Malgré les espoirs qu’il suscite, le jeune talent doit faire ses preuves dans l’organisation. Comment challenge-t-on ce type de profil ?

Cela peut se faire tout d’abord au travers des « rotations » des programmes que nous venons d’évoquer. De façon alternative ou complémentaire, certaines entreprises demandent à leurs jeunes talents de contribuer à des projets transverses, visibles par le management, qui représentent également d’excellents moyens de s’exposer et de se développer.

Comment valorise-t-on le talent sans forcément « le gâter » ?

Pour beaucoup valorisation rime avec rémunération. Pourtant, cette approche apparait bien réductrice comparée à la diversité des leviers à la disposition du management… et à la varieté des attentes des talents ! Afin d’apporter la réponse la mieux adaptée à cette question, il convient de prendre le temps de connaître le talent et de comprendre les ressorts de sa motivation, de manière à lui apporter les signes de valorisation auxquels il sera le plus sensible. De plus, pour conserver un climat sain, l’organisation doit considérer et démontrer par les faits que l’identification d’un « talent » ne constitue pas une situation acquise : la démonstration du talent doit ainsi être renouvelée régulièrement, aussi bien du point de vue des résultats que du comportement.

Comment les entreprises cultivent-elles et développent-elles les compétences de leurs talents en interne ?

Les leviers les plus souvent mis en œuvre incluent la mobilité géographique, organisationnelle et fonctionnelle, mais aussi la formation, et notamment des parcours dédiés aux talents et « marketés » comme tels, le mentoring et la participation à des projets, à des conférences ou rencontres avec le haut management.  Parmis les démarches émergeantes on peut citer la participation à des groupes de réflexion (« think tanks »), mais aussi le « peer mentoring » qui aménage le concept initial du mentoring en créant une relation de co développement entre personnes d’un même niveau de responsabilité.
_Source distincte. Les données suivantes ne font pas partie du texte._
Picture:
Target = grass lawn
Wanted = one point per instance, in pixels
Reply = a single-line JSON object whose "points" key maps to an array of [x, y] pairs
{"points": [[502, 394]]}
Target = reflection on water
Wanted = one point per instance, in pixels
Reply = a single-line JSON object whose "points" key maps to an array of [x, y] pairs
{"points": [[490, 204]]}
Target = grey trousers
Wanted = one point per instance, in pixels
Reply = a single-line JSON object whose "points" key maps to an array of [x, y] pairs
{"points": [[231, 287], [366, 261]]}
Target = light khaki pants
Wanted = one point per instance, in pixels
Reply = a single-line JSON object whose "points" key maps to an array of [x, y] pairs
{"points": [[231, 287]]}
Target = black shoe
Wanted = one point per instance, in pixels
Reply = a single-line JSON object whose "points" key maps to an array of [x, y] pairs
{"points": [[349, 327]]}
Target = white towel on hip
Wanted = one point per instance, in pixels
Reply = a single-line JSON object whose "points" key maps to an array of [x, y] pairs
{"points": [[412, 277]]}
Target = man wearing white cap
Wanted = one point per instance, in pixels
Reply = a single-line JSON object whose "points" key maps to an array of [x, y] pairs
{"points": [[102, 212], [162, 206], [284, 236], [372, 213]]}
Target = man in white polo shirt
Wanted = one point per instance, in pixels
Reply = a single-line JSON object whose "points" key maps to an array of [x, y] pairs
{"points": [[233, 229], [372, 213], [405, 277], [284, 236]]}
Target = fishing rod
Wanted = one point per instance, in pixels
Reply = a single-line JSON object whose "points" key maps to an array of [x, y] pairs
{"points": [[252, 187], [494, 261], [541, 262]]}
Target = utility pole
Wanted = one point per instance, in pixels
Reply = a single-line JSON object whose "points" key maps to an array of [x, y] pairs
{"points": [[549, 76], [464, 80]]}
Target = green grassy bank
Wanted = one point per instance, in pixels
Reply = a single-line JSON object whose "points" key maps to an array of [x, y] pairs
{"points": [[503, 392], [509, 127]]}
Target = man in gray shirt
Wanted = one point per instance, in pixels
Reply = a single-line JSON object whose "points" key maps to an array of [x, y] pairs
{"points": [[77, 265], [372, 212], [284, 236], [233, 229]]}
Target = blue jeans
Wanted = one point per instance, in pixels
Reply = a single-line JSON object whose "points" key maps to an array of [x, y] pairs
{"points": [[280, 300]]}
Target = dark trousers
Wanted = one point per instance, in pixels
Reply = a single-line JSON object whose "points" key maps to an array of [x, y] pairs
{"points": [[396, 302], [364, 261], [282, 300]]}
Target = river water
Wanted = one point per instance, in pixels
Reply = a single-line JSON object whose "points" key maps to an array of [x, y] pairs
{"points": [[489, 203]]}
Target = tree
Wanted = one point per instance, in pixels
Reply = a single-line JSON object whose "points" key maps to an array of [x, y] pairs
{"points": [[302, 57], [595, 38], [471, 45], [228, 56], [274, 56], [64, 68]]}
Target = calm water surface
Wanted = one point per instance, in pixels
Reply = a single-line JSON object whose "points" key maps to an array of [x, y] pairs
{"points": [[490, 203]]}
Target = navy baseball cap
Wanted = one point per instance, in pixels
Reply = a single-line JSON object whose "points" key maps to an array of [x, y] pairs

Quels sont les grands principes d’une stratégie de gestion des talents ?

La stratégie de gestion des talents est une déclinaison de la stratégie globale de l’organisation. Pour la définir, il convient ainsi d’analyser les besoins de l’organisation de façon qualitative et quantitative, en fonction de l’évolution prévisionnelle de ses activités et de sa situation actuelle. Une fois le besoin en talents connu et agréé, il s’agit ensuite d’attirer le public ainsi ciblé, ce qui nécessite un travail de connaissance de l’organisation et de consolidation d’une proposition de valeur employeur authentique. La mise en place d’outils et de méthodes de sélection professionnels est alors clef pour assurer le choix le plus pertinent parmi les candidats. Enfin, des actions de fidélisation permettent de sécuriser l’investissement effectué par l’employeur.

*MUNDSCHAU, N., Recruter les jeunes talents : attirer, sélectionner, fidéliser, L’Harmattan, Collection Entreprises & Management, 2013.